Courtney
Barnett - Things Take Time, Take Time
Rough Trade, 2021
Come recitava il titolo del suo
primo acclamato disco del 2015, Courtney Barnett certe volte si siede e pensa,
ma altre si siede e basta. La costante è quel sedersi, immagine che si sposa
bene con la sua musica, un indie-folk figlio di mille madri artistiche e
spirituali, non certo rivoluzionario, ma che almeno le ha permesso di uscire
dalla nicchia della scena australiana, trovando applausi un po’ ovunque nel
mondo anche col secondo album Tell Me How You Really Feel. Things Take Time,
Take Time arriva con la sua solita cadenza triennale, ma il titolo stesso
suggerisce che lei di fretta di alzarsi non ne ha poi troppa, perché la sua
penna ha bisogno di tempi e spazi larghi. Registrato in patria con l’ausilio
della batterista dei Warpaint Stella Mozgawa, anche in veste di
produttrice, rinunciando così alla sua band abituale anche in sede di scelte
produttive, il difficile terzo disco è il classico prodotto di una artista che
ora che sa che là fuori qualcuno l’aspetta con una certa ansia, può anche
permettersi di parlare un po’ più difficile, e soprattutto di parlare ancora
più di e a sé stessa. Il tono volutamente intimista dei testi di queste canzoni
si riversa su una struttura sonora scarna e una vocalità poco ammiccante alla
melodia, il che rappresenta la sua caratteristica, ma in alcuni casi forse
anche il suo limite.
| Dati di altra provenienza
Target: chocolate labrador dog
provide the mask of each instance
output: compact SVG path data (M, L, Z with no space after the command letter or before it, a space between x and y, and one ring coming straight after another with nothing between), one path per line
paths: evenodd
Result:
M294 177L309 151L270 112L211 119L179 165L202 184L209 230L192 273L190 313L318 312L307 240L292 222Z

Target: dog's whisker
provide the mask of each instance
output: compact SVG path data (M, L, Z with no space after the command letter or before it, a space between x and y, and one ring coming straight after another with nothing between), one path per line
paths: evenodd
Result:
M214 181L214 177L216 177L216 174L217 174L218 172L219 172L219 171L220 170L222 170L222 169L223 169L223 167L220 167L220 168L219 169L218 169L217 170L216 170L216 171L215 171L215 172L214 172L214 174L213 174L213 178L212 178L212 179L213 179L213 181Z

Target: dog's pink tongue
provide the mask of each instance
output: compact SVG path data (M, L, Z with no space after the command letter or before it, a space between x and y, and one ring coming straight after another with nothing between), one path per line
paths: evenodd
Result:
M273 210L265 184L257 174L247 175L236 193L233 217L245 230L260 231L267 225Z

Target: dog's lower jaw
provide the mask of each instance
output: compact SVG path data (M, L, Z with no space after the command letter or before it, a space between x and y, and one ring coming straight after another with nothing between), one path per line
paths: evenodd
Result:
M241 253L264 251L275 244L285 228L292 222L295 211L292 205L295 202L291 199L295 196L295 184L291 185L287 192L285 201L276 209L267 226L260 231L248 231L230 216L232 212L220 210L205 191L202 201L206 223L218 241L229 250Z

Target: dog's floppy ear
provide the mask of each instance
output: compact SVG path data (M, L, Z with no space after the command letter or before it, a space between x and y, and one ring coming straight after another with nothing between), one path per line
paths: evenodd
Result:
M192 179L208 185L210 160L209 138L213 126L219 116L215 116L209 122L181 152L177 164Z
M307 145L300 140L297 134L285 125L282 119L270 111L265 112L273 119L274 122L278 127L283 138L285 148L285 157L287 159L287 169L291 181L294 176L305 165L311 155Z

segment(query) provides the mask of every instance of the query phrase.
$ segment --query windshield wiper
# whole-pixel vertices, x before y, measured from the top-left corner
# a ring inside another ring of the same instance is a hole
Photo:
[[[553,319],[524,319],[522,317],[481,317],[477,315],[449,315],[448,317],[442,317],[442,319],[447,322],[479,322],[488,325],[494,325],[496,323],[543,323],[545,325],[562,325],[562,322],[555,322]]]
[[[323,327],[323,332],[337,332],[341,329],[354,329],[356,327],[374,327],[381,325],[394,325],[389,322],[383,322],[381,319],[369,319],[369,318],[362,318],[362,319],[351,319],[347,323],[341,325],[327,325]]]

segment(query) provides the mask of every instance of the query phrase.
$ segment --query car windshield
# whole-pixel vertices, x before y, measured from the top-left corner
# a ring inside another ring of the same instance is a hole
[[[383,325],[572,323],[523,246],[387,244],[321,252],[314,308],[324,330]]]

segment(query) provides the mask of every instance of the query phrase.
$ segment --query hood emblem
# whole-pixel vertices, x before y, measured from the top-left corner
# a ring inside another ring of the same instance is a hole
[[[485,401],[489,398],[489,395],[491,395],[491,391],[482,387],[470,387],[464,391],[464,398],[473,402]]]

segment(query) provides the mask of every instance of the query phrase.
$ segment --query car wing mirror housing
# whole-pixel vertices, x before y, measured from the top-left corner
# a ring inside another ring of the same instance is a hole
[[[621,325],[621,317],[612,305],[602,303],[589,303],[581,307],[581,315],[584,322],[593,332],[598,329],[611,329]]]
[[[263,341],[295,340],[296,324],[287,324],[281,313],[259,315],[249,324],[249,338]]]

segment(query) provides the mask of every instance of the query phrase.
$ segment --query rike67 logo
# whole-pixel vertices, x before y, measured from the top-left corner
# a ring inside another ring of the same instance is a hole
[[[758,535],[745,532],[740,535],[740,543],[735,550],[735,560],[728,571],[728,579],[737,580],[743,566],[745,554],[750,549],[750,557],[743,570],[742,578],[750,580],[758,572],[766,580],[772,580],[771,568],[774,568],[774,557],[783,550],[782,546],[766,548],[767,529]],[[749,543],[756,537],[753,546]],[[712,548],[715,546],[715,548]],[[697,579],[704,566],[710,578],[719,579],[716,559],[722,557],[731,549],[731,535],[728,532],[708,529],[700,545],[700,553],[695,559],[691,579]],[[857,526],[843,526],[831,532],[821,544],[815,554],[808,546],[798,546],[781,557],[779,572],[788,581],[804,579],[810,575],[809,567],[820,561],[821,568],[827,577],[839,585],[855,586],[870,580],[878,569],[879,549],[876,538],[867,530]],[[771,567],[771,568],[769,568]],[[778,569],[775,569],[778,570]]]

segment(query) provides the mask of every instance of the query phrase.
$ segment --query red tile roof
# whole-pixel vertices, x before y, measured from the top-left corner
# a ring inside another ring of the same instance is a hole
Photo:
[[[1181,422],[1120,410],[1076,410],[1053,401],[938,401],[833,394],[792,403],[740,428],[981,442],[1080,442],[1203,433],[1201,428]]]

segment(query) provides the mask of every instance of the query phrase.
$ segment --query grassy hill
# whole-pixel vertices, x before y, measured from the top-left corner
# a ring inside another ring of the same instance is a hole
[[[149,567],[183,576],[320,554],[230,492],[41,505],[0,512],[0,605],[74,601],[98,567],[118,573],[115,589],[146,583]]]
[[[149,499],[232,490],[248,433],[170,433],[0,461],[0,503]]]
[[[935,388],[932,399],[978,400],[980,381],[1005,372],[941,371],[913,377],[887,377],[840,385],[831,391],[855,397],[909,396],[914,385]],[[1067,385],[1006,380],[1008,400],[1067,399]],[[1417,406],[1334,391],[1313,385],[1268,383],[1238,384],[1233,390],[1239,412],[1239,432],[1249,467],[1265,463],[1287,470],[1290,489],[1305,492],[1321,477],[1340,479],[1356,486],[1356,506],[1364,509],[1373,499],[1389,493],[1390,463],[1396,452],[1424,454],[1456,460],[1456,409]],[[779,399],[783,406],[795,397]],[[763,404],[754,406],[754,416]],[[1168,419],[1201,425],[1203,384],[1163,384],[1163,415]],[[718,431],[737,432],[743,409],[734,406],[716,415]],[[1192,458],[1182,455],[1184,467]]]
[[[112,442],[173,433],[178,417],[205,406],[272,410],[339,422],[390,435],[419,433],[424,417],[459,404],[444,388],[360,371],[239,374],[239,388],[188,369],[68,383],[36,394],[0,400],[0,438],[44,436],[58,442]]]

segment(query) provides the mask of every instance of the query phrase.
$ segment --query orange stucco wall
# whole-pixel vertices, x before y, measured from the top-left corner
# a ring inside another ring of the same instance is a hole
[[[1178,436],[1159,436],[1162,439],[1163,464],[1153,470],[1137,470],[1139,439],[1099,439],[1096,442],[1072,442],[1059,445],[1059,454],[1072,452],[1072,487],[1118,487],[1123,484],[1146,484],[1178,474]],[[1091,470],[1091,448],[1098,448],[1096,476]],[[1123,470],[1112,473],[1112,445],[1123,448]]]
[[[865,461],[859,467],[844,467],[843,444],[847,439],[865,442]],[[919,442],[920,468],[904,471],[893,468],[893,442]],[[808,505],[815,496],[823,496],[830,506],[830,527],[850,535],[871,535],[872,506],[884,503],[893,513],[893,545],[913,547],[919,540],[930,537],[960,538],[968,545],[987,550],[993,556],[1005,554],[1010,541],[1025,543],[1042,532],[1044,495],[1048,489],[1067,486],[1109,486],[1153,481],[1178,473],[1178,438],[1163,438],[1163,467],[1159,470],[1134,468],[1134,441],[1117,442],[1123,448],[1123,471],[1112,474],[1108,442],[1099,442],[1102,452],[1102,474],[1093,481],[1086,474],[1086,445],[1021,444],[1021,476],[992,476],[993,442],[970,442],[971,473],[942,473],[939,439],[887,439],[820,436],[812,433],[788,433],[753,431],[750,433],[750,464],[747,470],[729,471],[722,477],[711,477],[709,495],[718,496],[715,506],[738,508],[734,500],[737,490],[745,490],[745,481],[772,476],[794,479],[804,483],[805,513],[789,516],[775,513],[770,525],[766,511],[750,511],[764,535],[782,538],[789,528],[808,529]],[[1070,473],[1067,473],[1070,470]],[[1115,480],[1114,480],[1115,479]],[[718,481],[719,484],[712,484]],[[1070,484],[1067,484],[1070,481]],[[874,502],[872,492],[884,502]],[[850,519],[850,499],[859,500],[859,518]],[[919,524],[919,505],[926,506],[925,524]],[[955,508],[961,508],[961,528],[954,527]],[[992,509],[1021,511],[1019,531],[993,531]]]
Il disco ha infatti una partenza un po’ faticosa, prima
che un brano davvero riuscito come Turning Green faccia uscire il tutto dall’atmosfera
anticamente lo-fi di brani come Rae Street, Sunfair Sundon o Here's the Thing. A
quel punto l’album nella seconda parte trova un suo equilibrio, ma la scelta di
fare tutto da sole (uniche musiciste attive sono lei e la Mozgawa) diventa
coraggiosa quanti un po’ penalizzante. Insomma, se i brani continuano a
dimostrare quanto sia una brava autrice (If I Don't Hear from You Tonight, Write
a List of Things to Look Forward To), la produzione non arriva a scegliere se
fare di essenzialità virtù o cercare qualche spunto di novità che rimane solo
accennato, con un utilizzo dell’elettronica in chiave folk che non solo non pare
più una novità, ma comincia pure a suonare decisamente vintage. La sensazione
che rimane, quando le ultime note della bella On The NIght svaniscono, è che
questa volta la Barnett abbia pensato solo a sé stessa, lasciando il tutto
formalmente più vicino ad un demo, e con un atteggiamento anti-formale e
minimale alla Jonathan Richman che oggi però non pare più così affascinante. E non
è difficile immaginare che un giorno parleremo di questo album come del suo “Period
of Transition”, per citare un noto titolo di Van Morrison (una curiosità per
chi ama le coincidenze, i due dischi hanno più o meno la stessa frettolosa
lunghezza di circa 33 minuti e 50 secondi), che è comunque un lusso che si
possono permettere solo gli artisti già maturi e affidabili.